Luis Hernandez's views some of his ideas concerning the relationship between space and time as being driven by concepts, echoing physics, wherein each are not different from each other. In this way, the artist explains how the game reflects as humans, who have a determinate life span, experience space and time as a limited resource.

"The idea of space time within Oversaturation is basically subject to moddings and it is to be further explored under different contexts. The binary, as downloaded for the Internet has a specific speed and the structures grow and solidify within a given time, while the cube saturates in no more than 2 minutes per round. Time, duration and speed, are the key factors in the game experience. I wanted this specific configuration to allow new users to get the right feeling of finishing a game in little time, basically because of concerns of media time. Also, as above stated, speaking about the looping a game like this can present, as you play it over and over, [it] encourages considerations of time, duration and speed, which are to be set by the user. You can mod all those parameters in the game by opening the correct files and throwing away the gltronPrefs.txt file, located in the ~/library/preferences directory, to build yourself an affordable custom model."

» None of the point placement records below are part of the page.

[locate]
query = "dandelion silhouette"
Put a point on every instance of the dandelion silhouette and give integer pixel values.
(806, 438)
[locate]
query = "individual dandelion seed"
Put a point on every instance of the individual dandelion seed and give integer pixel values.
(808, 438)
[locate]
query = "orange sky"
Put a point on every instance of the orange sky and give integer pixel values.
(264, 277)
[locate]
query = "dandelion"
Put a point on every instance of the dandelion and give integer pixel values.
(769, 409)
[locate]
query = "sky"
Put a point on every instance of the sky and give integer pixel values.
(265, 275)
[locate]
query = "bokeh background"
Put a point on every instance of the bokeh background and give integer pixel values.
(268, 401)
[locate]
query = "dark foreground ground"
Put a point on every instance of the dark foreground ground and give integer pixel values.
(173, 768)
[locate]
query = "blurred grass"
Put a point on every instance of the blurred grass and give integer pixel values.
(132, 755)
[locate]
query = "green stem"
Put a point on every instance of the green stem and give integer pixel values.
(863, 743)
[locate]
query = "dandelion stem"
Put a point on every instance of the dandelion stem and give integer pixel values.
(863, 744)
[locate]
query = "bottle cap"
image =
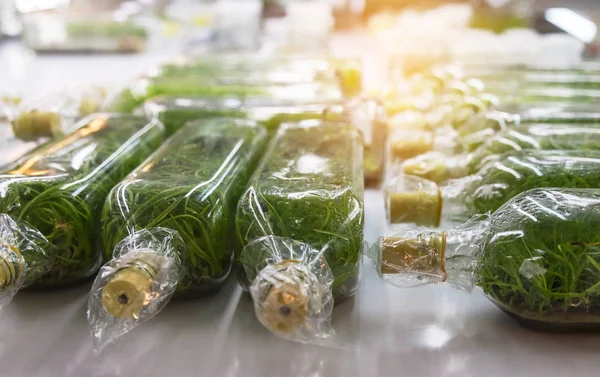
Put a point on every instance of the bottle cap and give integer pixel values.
(34, 124)
(125, 295)
(12, 265)
(411, 199)
(410, 143)
(422, 256)
(285, 308)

Luis Hernandez's dialogue about his work served as an exchange about his ideas as well as a resource which formally spoke about his conceptual practice in his piece Oversaturation. The concept of playing is an important factor for Luis Hernandez's piece (and this also transpired in our conversations together. ) For Luis play "constitutes cultural forms and modalities of meaning that facilitates the norms and codes of societal semiotics."2 Thus the verb, to play, as an action is delimited by a mediated communication and a predetermined agenda, our conversations worked within these definitions too. Our paradigmatic question and answers were predetermined by the very understanding of what was being delivered and reflected what our current local geography were and how these influenced our thoughts. Like gaming, our interactions and experiences of the world are predetermined by a structure, a specific context, and our performance is entangled within a number of variables. On this occasion, Luis Hernandez comments on the formal choices reflecting how his videogame works within these bounds. Saturated realities are indeed as an interface whether offered by a game or experienced in real life; the production of game music is a mediated communication; thus, all these elements and conceptual ideas reside and rely on a relationship between time and space-the mediation between a video game or life is just another pre-determinant structure.